Another important graphing topic in coordinate geometry is inverse variations. This is similar to some of the other graphing concepts, but uses a particular equation, an inverse equation, which is expressed by a formula where the product of two values is equal to a constant.

Finally, you will be graphing two-step inequalities, where you’ll be shown how to do such things as find the equation of a circle given two points that lie on it, choose which line is perpendicular to another line, or find what inequality a given graph represents. You may also learn to find regions on a graph being given certain equations.
The second main topic of coordinate geometry is transformation. Transformation has to do with manipulation of graphs by changing signs. You will learn how to take the shape graphed by an equation, and “flip” it on the graph, coming up with a new equation for the new coordinates.

After you’ve gotten the basics of coordinate geometry covered, the course will move into covering plane geometry. This is where you’ll learn about quadrilaterals, such as squares, rectangles, kites, trapezoids, rhombuses, and other four-sided two-dimensional shapes. The first thing you’ll learn is how to identify each specific quadrilateral, as they each have specific qualities they can be identified by.

In addition to quadrilaterals, you will learn about other 2D shapes, such as circles, hexagons, pentagons, and triangles. You will learn formulas to figure out the area and the length of the diagonal for 2D shapes. You’ll also learn how to find the angle of certain shapes, and their perimeters as well. Specifically, for triangles, you will learn to find out if acute or obtuse isosceles triangles are similar and if they are congruent. Also, you will learn to find the height of a triangle, as well as the length of the hypotenuse of acute and obtuse triangles.

As you move into the more intense topics of your advanced geometry course, you will learn about solid, or 3D, geometry. This involves working with three-dimensional shapes such as cubes, cylinders, prisms, spheres, cones, tetrahedrons, and more.

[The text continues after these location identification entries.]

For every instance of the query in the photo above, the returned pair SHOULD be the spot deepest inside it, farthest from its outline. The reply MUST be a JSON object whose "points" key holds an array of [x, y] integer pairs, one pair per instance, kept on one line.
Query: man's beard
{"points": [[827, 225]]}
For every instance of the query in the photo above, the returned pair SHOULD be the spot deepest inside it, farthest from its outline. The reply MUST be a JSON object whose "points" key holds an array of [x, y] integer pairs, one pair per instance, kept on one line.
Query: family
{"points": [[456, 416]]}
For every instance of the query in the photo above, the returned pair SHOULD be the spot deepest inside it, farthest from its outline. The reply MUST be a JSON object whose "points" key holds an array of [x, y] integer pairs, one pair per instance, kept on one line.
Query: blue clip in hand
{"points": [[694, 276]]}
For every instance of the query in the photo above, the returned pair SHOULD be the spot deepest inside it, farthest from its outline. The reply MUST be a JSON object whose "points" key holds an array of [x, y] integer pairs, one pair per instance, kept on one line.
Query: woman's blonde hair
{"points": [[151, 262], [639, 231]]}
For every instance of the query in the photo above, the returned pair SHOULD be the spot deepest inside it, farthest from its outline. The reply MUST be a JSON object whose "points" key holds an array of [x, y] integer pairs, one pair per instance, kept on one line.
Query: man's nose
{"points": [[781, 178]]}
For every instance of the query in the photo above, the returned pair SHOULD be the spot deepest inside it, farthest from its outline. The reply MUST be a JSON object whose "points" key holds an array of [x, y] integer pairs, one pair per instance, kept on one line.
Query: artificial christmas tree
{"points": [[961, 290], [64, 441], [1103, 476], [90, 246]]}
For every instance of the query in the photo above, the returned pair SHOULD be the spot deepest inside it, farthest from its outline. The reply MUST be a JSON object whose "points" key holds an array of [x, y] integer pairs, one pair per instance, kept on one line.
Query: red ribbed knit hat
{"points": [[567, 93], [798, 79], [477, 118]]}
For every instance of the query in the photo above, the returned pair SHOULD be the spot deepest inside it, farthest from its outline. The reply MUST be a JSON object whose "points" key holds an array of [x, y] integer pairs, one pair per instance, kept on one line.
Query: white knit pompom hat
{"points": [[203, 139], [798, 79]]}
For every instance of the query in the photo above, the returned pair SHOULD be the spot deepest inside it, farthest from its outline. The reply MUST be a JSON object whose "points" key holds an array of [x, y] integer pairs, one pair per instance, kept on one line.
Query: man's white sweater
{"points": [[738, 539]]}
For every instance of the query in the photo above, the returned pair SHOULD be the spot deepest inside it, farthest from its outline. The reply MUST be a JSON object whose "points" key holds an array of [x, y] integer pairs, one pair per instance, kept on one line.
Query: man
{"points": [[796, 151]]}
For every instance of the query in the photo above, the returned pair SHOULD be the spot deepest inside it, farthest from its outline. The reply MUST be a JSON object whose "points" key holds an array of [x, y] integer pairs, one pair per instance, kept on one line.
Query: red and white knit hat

The two most basic things you will learn for each of these shapes is how to find the area of their surface and their volume. This involves, as you may have guessed, adding more formulas to your list. In addition to volume and surface area, you will be learning to find the length of edges on certain shapes (like a prism). For spheres, you will be learning to find the diameter and radius.

In advanced geometry there are many formulas to not only memorize, but to learn how and when to use them. This is often the greatest challenge to geometry students, but it’s a skill you can gain through practice and studying.